If the skirt is an acceptable length, can a boy wear it?
Can a girl attend her prom in a tuxedo?
In recent years, a growing number of teenagers have been dressing to articulate — or confound — gender identity and sexual orientation. Certainly they have been confounding school officials, whose responses have ranged from indifference to applause to bans.
Last week, a cross-dressing Houston senior was sent home because his wig violated the school’s dress-code rule that a boy’s hair may not be “longer than the bottom of a regular shirt collar.” Last month, officials at a high school in Cobb County, Georgia, sent home a boy who favored wigs, make-up and skinny jeans. In August, a Mississippi student’s senior portrait was barred from her yearbook because she had posed in a tuxedo.
Other schools are more accepting of unconventional gender expression. In September, a freshman girl at Rincon High School in Tucson who identifies as male was nominated for homecoming prince. Last May, a gay male student at a Los Angeles high school was crowned prom queen.
Dress-code conflicts often reflect a generational divide, with students coming of age in a culture that is more accepting of ambiguity and difference than that of the adults who make the rules.

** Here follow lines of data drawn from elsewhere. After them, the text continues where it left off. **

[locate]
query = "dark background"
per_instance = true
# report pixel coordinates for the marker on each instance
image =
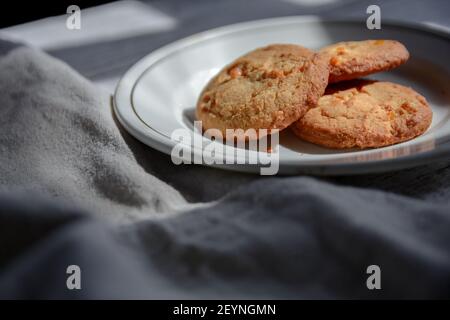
(16, 11)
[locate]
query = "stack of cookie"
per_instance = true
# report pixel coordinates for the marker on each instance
(318, 95)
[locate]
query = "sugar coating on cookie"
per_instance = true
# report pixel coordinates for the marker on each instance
(268, 88)
(354, 59)
(365, 114)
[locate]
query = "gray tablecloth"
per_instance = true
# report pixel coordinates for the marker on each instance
(77, 189)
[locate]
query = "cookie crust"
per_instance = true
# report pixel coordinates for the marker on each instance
(355, 59)
(268, 88)
(365, 114)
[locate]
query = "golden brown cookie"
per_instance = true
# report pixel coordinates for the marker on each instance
(365, 114)
(354, 59)
(268, 88)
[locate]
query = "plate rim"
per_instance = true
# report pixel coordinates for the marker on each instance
(161, 143)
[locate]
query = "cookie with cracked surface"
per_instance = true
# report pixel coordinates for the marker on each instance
(365, 114)
(267, 88)
(355, 59)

“This generation is really challenging the gender norms we grew up with,” said Diane Ehrensaft, an Oakland psychologist who writes about gender. “A lot of youths say they won’t be bound by boys having to wear this or girls wearing that. For them, gender is a creative playing field.” Adults, she added, “become the gender police through dress codes.”

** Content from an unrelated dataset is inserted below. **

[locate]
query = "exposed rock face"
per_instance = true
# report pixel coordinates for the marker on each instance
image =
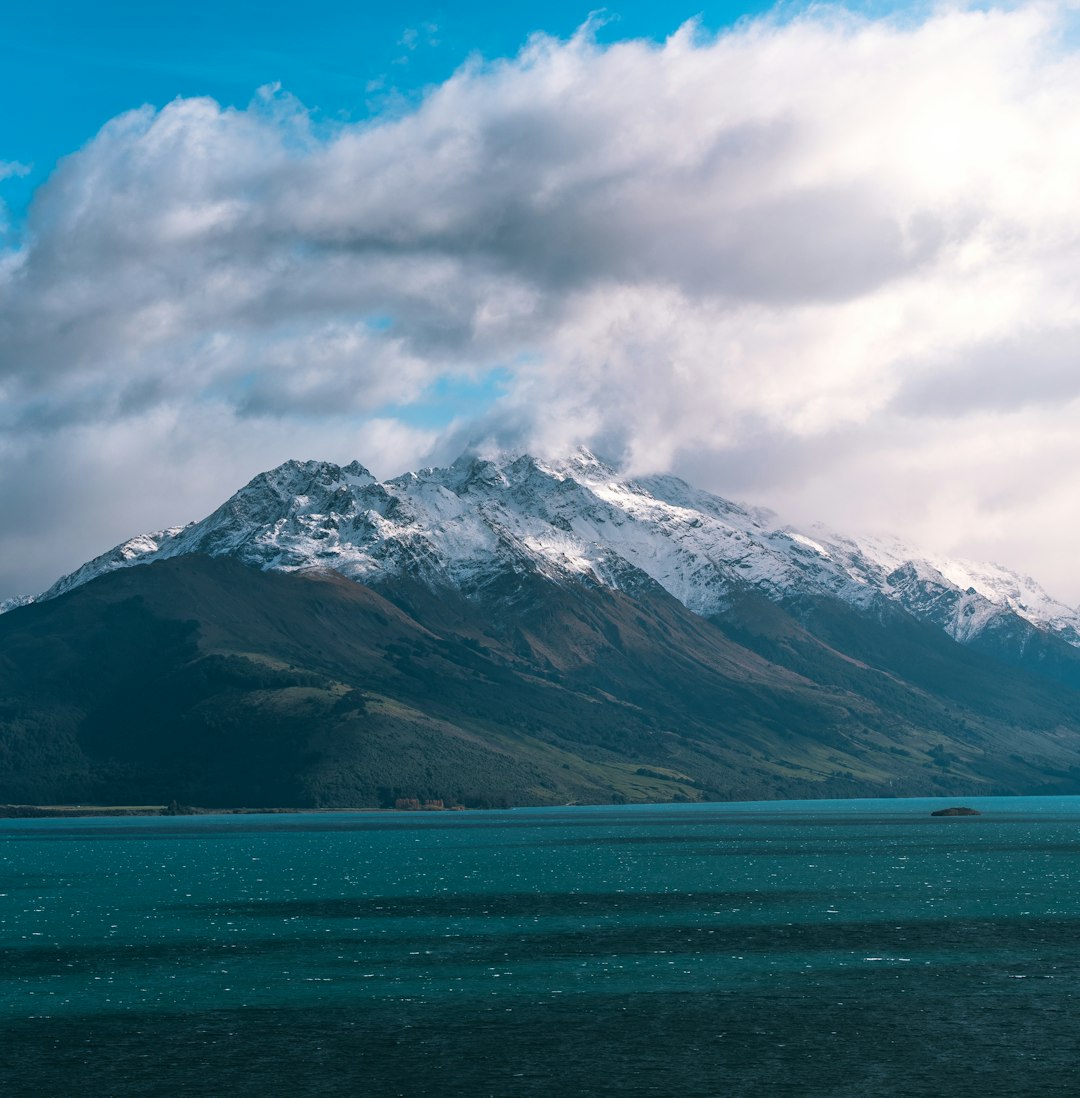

Dress is always code, particularly for teenagers eager to telegraph evolving identities. Each year, schools hope to quell disruption by prohibiting the latest styles that signify a gang affiliation, a sexual act or drug use.
But when officials want to discipline a student whose wardrobe expresses sexual orientation or gender variance, they must consider anti-discrimination policies, mental health factors, community standards and classroom distractions.

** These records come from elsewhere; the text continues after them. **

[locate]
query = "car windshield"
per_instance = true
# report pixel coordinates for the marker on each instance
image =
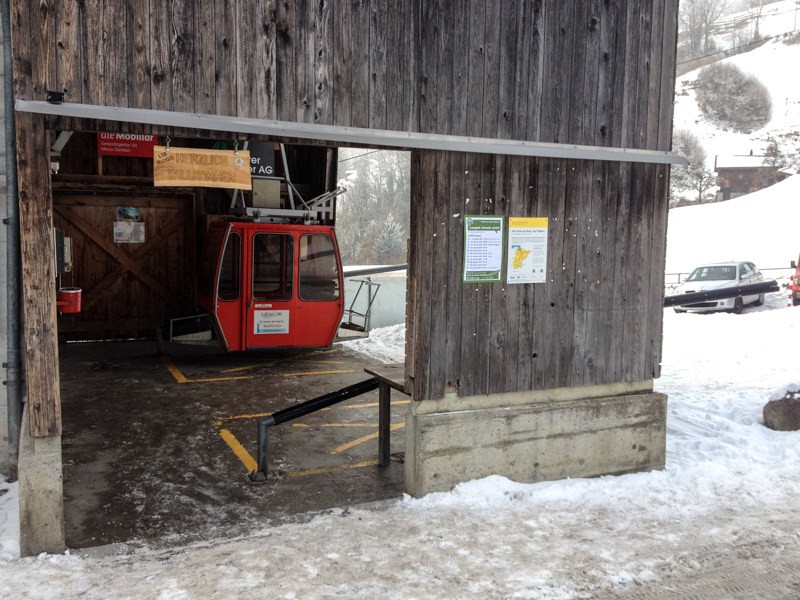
(713, 273)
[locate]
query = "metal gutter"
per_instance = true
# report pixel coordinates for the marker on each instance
(348, 135)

And safety is a critical concern. In February last year, Lawrence King, an eighth-grader from Oxnard, California, who occasionally wore high-heeled boots and makeup, was shot to death in class by another student.
Although dress code disputes are largely anecdotal, popping up in the news when a lawsuit threat emerges, educators and psychologists say that more schools will have to address them in the near future. There are 4,118 gay-straight alliance clubs in high schools across the US, which raise awareness of such issues. Gender-boundary questions are even bubbling up in elementary schools, with parents seeking to pave the way for their children, in blogs like acceptingdad.com and labelsareforjars.wordpress.com.
At minimum, more students are trying on their curiosity for size. Typically during “Mix ‘n’ Match Day,” at Ramapo High School in Spring Valley, New York, students might wear polka dots with stripes, said Diane Schneider, a teacher who is a co-chairwoman of the Hudson Valley chapter of the Gay, Lesbian and Straight Education Network. But this year, she said, “about 50 kids came as cross-dressers.”